Chapitre 4 : Le porte clé


Le Pandémonium semblait se situer à des milliers de kilomètres de là, et pourtant Magnus termina sa course effrénée en l'atteignant à peine quelques minutes après s'être enfui de cette ruelle où il avait croisé l'homme qui ressemblait tant à son Alexander disparu. Déverrouillant inconsciemment la porte de l'entrée des artistes avec sa magie, le Grand Sorcier de Brooklyn traversa la salle au pas de course, les larmes ravageant son visage à la peau caramel et le cœur au bord des lèvres. Il se dirigea jusqu'aux toilettes et s'y enferma en claquant la porte, ne maîtrisant plus aucun de ses gestes. Ses mains tremblaient et ses jambes flageolantes menaçaient de céder à tout instant. Les larmes lui brouillaient la vue et ses sanglots déchiraient sa gorge alors le tourbillon de souvenirs et de pensées qui l'assaillait lui donnait la nausée. Titubant jusqu'à l'un des lavabos, l'immortel s'appuya dessus et s'aspergea les mains, les avants-bras, le cou et le visage d'eau fraîche pour essayer de réguler la chaleur montante provoquée par le stress qui lui donnait la désagréable impression de se trouver en plein milieu d'un sauna.
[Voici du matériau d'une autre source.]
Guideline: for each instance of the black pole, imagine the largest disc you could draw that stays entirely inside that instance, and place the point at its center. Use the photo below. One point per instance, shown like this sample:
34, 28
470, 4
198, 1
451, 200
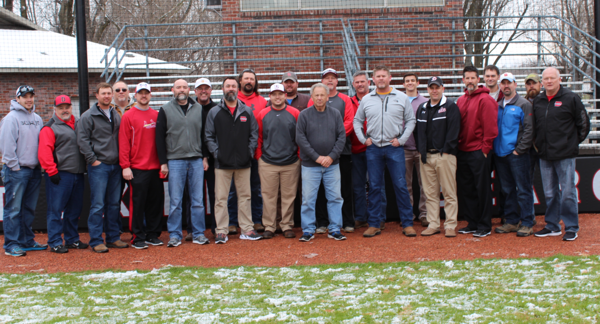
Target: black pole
82, 68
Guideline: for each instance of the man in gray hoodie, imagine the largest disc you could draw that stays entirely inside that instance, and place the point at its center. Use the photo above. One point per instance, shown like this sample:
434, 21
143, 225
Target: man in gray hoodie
21, 173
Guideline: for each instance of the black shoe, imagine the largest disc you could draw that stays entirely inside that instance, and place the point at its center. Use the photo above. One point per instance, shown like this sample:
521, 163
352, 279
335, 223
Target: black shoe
154, 241
59, 249
480, 233
570, 236
77, 245
467, 230
546, 232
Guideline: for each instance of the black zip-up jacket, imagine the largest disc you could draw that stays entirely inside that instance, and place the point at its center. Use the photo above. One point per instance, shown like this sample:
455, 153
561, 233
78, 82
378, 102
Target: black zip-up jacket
439, 126
560, 125
232, 139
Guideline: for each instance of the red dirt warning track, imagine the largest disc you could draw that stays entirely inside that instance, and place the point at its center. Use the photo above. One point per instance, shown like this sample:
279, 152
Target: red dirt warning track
390, 246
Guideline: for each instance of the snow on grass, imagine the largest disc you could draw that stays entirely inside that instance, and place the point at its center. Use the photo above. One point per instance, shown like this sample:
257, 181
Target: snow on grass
555, 290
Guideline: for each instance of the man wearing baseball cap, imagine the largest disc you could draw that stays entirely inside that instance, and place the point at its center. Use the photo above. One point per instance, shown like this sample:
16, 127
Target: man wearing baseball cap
511, 146
21, 174
59, 155
278, 162
344, 105
139, 160
436, 136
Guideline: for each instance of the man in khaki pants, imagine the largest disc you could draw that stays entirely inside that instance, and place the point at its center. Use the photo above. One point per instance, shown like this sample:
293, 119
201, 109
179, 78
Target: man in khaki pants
278, 162
232, 136
436, 134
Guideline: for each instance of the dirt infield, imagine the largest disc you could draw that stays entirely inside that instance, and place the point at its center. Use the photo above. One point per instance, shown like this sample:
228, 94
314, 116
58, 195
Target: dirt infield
390, 246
Alors qu'il prenait appuie sur le rebord de la faillance du lavabo, l'immortel laissa échapper un sanglot douloureux, suivit d'un autre, et d'un suivant encore après lui. Bientôt, le sorcier aux yeux dorés de chat se retrouva les épaules trésautantes, les larmes ruisselant sur ses joues, et le corps secoué par la force des émotions contradictoires qu'il ressentait. Des centaines de questions sans réponses tournaient à vide dans son esprit, l'empêchant de penser correctement et se disputant la première place dans son cœur. La guerre entre réalité et illusion, entre espoir et déchéance, se faisait violente et ravageuse dans son âme. Alec s'était trouvé là, vivant, devant lui. Il lui avait parlé. Sa voix n'avait pas changé, comme le refrain d'une chanson qui vous revient subitement en mémoire et vous transporte dans un nouveau monde empli de douce nostalgie. Mais le doute subsistait encore : était-ce réellement arrivé ? Avait-il été réellement là ? Ou alors cet homme n'était-il qu'une pâle imitation de son époux, un inconnu parmi tant d'autres qui lui ressemblait simplement ? Magnus ne put retenir un gémissement confus et désespéré à cette simple hypothèse et il ne put s'empêcher de sursauter violemment lorsque quelques coups furent frappés à la porte.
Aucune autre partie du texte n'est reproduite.